# Show element is invertible in a Clifford algebra

• November 22nd 2011, 04:16 PM
redsoxfan325
Show element is invertible in a Clifford algebra
Here is the problem:

Let $F$ be a field and $V$ a quadratic space with an anisotropic form $q$ not representing $1$ (i.e. $q(v)\neq1$ for all $v\in V$). Show that if $a\in F$ and $v\in V$ are not both zero, then $a+v$ is an invertible element in the Clifford algebra $C(V,q)$.

I'm not really sure how to start this problem. I don't fully understand Clifford algebras, so I don't even really know what invertible elements even look like. I understand the definition - $T(V)/I$, where I is the ideal generated by $v\otimes v-q(v)$ - but I don't understand the resulting algebra (except when $q$ is a binary or nonzero unary form).

Any help is appreciated.
• November 22nd 2011, 06:47 PM
NonCommAlg
Re: Show element is invertible in a Clifford algebra
Quote:

Originally Posted by redsoxfan325
Here is the problem:

Let $F$ be a field and $V$ a quadratic space with an anisotropic form $q$ not representing $1$. Show that if $a\in F$ and $v\in V$ are not both zero, then $a+v$ is an invertible element in the Clifford algebra $C(V,q)$.

I'm not really sure how to start this problem.
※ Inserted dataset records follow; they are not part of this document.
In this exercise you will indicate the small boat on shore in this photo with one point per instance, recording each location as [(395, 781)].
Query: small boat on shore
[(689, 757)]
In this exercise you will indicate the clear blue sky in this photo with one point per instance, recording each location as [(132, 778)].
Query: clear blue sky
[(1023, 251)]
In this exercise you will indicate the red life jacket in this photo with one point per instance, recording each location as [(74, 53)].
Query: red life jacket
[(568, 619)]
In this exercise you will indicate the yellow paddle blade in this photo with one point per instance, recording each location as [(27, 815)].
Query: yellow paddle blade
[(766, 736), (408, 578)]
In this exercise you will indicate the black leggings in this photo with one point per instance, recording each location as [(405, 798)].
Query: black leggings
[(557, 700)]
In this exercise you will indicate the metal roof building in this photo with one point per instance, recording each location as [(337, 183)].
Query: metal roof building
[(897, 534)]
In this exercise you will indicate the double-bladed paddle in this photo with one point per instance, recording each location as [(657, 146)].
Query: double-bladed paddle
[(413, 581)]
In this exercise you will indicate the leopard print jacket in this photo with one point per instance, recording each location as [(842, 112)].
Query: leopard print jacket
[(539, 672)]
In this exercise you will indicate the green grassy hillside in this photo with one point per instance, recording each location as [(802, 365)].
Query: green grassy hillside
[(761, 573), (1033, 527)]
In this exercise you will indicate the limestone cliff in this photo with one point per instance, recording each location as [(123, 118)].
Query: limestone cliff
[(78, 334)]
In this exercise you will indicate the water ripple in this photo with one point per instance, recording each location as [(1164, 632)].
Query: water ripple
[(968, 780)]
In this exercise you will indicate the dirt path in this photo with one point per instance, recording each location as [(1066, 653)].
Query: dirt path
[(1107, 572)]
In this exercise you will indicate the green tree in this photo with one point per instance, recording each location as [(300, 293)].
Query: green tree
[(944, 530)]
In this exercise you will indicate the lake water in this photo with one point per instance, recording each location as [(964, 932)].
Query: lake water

I don't fully understand Clifford algebras, so I don't even really know what invertible elements even look like. I understand the definition - $T(V)/I$, where I is the ideal generated by $v\otimes v-q(v)$ - but I don't understand the resulting algebra (except when $q$ is a binary or nonzero unary form).

Any help is appreciated.

what do u mean by "not representing 1"? do u mean $q(v) \neq 1$ for all $v \in V$?
• November 22nd 2011, 06:48 PM
redsoxfan325
Re: Show element is invertible in a Clifford algebra
Quote:

Originally Posted by NonCommAlg
what do u mean by "not representing 1"? do u mean $q(v) \neq 1$ for all $v \in V$?

Yes.
• November 22nd 2011, 07:03 PM
NonCommAlg
Re: Show element is invertible in a Clifford algebra
Quote:

Originally Posted by redsoxfan325
Yes.

ok then, so $q(v) \neq a^2$ because otherwise $q(a^{-1}v)=1.$ let $b = a(a^2 - q(v))^{-1}$ and $c =-ba^{-1}$ and see that $(a+v)(b+cv)=1.$